Predicting frequent hospital admission risk in Singapore: a retrospective cohort study to investigate the impact of comorbidities, acute illness burden and social determinants of health.
BMJ Open. 2016 Oct 14;6(10):e012705
Authors: Low LL, Liu N, Wang S, Thumboo J, Ong ME, Lee KH
OBJECTIVES: To evaluate the impact of comorbidities, acute illness burden and social determinants of health on predicting the risk of frequent hospital admissions.
DESIGN: Multivariable logistic regression was used to associate the predictive variables extracted from electronic health records and frequent hospital admission risk. The model's performance of our predictive model was evaluated using a 10-fold cross-validation.
SETTING: A single tertiary hospital in Singapore.
PARTICIPANTS: All adult patients admitted to the hospital between 1 January 2013 and 31 May 2014 (n=25 244).

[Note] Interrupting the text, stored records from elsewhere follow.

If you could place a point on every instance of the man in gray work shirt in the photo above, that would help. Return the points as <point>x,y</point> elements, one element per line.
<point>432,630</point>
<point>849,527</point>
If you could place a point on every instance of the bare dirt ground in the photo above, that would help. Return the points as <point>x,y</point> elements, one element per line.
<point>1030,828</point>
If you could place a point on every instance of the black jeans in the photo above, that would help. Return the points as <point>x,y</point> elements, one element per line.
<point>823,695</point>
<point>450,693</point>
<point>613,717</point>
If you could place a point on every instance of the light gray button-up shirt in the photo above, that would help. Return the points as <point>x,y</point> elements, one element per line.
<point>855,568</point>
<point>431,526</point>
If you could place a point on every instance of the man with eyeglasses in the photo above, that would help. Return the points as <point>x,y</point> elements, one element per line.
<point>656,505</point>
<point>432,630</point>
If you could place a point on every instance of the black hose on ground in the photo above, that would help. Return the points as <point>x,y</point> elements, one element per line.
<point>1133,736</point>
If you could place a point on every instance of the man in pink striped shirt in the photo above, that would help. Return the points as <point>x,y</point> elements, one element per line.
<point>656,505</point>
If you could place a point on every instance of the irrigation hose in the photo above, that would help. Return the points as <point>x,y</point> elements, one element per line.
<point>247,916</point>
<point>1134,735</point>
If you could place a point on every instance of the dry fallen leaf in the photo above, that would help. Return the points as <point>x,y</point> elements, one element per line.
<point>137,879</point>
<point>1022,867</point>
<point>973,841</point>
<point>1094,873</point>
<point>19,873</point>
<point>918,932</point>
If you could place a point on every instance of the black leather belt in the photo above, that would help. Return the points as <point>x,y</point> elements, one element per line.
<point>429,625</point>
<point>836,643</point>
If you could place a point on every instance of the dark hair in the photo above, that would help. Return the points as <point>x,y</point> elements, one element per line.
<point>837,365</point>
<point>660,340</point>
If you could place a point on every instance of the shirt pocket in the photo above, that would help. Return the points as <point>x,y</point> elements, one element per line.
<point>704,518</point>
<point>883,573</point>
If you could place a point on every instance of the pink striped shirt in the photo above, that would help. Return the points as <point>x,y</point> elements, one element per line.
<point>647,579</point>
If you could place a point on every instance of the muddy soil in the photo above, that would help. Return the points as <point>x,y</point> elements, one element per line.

MAIN OUTCOME MEASURE: Frequent hospital admissions, defined as 3 or more inpatient admissions within 12 months of discharge. Area under the receiver operating characteristic curve (AUC) of the predictive model, and the sensitivity, specificity and positive predictive values for various cut-offs.
RESULTS: 4322 patients (17.1%) met the primary outcome. 11 variables were observed as significant predictors and included in the final regression model. The strongest independent predictor was treatment with antidepressants in the past 1 year (adjusted OR 2.51, 95% CI 2.26 to 2.78). Other notable predictors include requiring dialysis and treatment with intravenous furosemide during the index admission. The predictive model achieved an AUC of 0.84 (95% CI 0.83 to 0.85) for predicting frequent hospital admission risk, with a sensitivity of 73.9% (95% CI 72.6% to 75.2%), specificity of 79.1% (78.5% to 79.6%) and positive predictive value of 42.2% (95% CI 41.1% to 43.3%) at the cut-off of 0.235.
CONCLUSIONS: We have identified several predictors for assessing the risk of frequent hospital admissions that achieved high discriminative model performance. Further research is necessary using an external validation cohort.